THN: Nous demandons l’aménagement et la sécurisation des sites existants, notamment N’dotré et Abobo. Il faut créer des zones modernes adaptées aux garages, aux ateliers de ferrailleurs et aux autres corps de métiers. Avec les 16 à 17 hectares déjà disponibles à Abobo, il est possible d’installer durablement les artisans et de préserver la paix sociale.
AIP : Quelle est votre appréciation du Certificat de qualification aux métiers (CQM) ?
THN : C’est une excellente initiative. Elle valorise aussi bien les artisans diplômés que ceux qui ont acquis leur savoir-faire sur le terrain. Avec le CQM, un mécanicien sans CAP, mais compétent, peut obtenir un diplôme reconnu et travailler dans de grandes entreprises comme la SOTRA ou la SIR.
AIP : Vous insistez aussi sur l’importance du permis de conduire. Pourquoi ?
THN : Avant, on formait des mécaniciens mais sans leur donner les moyens de tester une voiture, faute de permis. Aujourd’hui, le permis est intégré à la formation. Ainsi, un élève obtient à la fois son diplôme et son permis, ce qui fait de lui un véritable professionnel.

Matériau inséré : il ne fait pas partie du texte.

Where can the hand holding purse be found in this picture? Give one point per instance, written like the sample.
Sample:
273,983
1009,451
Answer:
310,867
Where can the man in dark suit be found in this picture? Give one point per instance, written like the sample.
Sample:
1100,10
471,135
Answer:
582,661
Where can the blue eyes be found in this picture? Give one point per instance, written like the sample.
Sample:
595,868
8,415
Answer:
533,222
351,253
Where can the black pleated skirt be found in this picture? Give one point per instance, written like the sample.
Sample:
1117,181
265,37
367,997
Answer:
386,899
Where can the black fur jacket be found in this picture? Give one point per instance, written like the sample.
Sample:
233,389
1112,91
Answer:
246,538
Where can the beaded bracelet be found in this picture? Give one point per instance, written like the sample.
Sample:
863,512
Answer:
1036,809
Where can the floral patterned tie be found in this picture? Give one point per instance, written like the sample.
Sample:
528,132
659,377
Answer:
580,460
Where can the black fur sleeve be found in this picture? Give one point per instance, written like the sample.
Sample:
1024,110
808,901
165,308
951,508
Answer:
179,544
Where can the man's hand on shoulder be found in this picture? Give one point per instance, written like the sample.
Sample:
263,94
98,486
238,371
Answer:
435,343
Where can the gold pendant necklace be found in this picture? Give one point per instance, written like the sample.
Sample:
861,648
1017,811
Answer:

AIP : Combien de jeunes s’orientent vers l’artisanat chaque année ?
THN : On peut estimer entre 2 000 et 2 500 jeunes par an. Mais beaucoup abandonnent, par impatience ou attirés par l’immigration clandestine. Grâce à notre sensibilisation, plusieurs ont compris qu’avec un métier, on est son propre patron.

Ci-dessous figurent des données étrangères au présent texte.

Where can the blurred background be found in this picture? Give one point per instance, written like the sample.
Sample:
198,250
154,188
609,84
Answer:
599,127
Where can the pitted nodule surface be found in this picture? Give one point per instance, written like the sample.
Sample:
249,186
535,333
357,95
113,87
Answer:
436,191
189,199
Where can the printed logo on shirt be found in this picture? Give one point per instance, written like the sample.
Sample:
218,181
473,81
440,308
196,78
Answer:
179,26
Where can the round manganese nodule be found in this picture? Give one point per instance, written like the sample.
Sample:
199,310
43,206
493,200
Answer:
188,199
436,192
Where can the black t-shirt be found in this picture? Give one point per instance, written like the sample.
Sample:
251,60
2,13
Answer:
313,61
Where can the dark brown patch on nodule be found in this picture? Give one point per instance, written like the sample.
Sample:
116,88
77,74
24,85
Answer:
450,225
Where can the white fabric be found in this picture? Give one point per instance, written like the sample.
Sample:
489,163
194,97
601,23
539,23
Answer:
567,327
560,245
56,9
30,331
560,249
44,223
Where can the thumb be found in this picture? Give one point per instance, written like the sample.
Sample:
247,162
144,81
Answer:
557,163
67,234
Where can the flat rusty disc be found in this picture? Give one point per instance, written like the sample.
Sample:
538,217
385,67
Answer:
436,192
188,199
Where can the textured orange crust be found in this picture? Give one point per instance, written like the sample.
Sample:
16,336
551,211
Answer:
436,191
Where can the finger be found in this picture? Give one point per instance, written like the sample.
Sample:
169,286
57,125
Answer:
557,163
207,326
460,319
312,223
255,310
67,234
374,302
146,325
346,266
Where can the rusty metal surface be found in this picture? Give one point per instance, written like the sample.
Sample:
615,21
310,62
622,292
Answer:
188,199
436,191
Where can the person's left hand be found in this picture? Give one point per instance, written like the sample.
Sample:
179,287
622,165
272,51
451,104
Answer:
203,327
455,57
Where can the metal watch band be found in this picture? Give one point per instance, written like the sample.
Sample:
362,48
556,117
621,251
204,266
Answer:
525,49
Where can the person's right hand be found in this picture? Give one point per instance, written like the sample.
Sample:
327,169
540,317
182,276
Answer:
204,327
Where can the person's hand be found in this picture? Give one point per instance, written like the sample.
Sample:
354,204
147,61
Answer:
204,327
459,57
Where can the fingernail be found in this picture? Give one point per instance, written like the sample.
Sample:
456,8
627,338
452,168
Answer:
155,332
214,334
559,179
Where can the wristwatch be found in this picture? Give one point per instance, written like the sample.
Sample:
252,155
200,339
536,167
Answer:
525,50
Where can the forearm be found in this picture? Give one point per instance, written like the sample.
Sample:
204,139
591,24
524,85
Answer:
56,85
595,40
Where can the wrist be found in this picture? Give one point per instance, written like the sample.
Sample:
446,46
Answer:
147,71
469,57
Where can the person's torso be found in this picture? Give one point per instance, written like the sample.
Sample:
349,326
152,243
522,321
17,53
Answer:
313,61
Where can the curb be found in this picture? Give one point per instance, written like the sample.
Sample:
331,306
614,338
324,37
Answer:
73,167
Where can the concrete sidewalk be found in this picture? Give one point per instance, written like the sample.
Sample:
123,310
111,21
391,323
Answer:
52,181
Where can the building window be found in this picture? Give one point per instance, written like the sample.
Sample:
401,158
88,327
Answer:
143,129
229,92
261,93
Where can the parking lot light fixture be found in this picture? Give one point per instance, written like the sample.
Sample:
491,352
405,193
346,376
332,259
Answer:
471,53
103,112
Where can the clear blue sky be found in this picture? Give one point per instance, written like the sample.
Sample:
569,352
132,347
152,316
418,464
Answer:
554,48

AIP : Que fait votre groupement contre l’immigration clandestine ?
Traoré Hamed : Nous menons une grande campagne de sensibilisation. Plusieurs jeunes revenus de Libye, de Tunisie ou de France ont pu se réinsérer grâce à nous, en devenant peintres, menuisiers, électriciens ou ferrailleurs. Nous travaillons aussi avec des partenaires, notamment des Libanais de bonne volonté, pour offrir des opportunités d’emploi. L’Eldorado des artisans, ce n’est pas ailleurs : il est ici, en Côte d’Ivoire.
AIP : Pourquoi insistez-vous sur le rôle capital de l’artisanat dans la société ?

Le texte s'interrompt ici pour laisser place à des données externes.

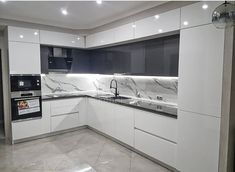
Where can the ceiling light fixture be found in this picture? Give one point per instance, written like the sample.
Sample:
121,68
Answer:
99,1
185,23
205,6
156,16
64,11
224,15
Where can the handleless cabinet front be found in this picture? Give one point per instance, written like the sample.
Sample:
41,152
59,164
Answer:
24,58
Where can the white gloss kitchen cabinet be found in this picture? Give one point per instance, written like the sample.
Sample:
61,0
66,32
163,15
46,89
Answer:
61,39
114,120
199,98
35,127
67,113
160,23
24,49
156,136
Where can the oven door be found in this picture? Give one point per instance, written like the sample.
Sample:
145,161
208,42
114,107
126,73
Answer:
26,108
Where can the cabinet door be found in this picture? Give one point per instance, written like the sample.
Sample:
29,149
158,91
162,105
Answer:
198,142
24,58
198,14
200,70
156,147
165,22
124,33
61,39
124,124
23,35
158,125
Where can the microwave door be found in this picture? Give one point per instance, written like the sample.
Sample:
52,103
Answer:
23,108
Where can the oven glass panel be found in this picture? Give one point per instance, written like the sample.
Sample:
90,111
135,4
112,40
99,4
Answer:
28,106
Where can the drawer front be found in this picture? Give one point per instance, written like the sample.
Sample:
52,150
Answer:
68,106
155,124
64,122
155,147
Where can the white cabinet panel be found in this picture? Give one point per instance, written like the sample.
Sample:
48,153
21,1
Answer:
64,122
166,22
65,106
200,70
155,124
100,38
61,39
195,14
158,148
23,34
124,124
198,143
46,117
24,58
124,33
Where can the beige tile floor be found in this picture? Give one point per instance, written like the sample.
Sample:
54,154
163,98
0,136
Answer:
79,151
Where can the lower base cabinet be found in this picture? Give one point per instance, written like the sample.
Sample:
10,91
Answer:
156,147
114,120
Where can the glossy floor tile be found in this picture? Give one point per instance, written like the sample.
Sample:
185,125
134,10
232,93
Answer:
79,151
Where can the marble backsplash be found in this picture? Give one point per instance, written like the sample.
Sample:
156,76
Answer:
134,86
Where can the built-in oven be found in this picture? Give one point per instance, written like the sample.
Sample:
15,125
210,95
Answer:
25,97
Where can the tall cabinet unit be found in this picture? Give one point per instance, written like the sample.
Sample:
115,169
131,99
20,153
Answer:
24,51
199,96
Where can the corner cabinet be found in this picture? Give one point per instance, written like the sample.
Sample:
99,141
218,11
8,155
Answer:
61,39
24,51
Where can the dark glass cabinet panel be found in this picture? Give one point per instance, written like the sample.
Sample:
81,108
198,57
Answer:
156,57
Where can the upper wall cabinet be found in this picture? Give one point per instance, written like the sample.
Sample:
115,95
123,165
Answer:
61,39
124,33
100,38
160,23
200,70
23,34
24,58
198,14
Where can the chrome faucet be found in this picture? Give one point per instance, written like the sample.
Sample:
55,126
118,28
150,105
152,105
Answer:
112,87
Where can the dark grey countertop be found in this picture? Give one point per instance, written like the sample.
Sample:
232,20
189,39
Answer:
160,108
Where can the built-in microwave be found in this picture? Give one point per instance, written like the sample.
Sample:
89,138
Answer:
25,97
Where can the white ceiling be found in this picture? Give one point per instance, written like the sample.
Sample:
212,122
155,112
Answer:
81,14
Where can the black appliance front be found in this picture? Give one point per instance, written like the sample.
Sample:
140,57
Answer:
26,107
25,82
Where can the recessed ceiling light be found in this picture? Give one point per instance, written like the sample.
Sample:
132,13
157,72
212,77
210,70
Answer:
156,16
64,11
205,6
99,1
185,23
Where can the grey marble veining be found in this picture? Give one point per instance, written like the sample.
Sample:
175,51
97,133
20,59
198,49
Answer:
148,88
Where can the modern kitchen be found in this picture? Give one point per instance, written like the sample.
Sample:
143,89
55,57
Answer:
117,86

THN : Parce que le métier est une richesse inaliénable. Quand tu l’apprends, il t’appartient pour toujours. L’Allemagne, la France, la Chine ou le Japon ont bâti leur puissance sur la valorisation des métiers. La Côte d’Ivoire peut suivre cette voie. L’artisanat est un pourvoyeur d’emplois incontournable. L’État ne peut pas employer tout le monde, mais grâce à nos métiers, nous pouvons contribuer pleinement au développement du pays.
AIP : Quelle est la situation de l’organisation et de la fiscalité des artisans ?
THN : Nous sommes près de trois millions d’artisans, mais seulement 600 000 sont en règle vis-à-vis du fisc. Le secteur est encore très désorganisé. C’est pourquoi nous appelons l’État à renforcer son accompagnement pour nous aider à sortir de l’informel. Malgré cela, nous demeurons à la base de la création d’emplois : j’ai moi-même formé plusieurs techniciens et ingénieurs devenus aujourd’hui de grands cadres.
AIP : Combien de membres compte votre organisation ?
THN : Nous revendiquons près de 4 000 membres actifs au sein du GAIN.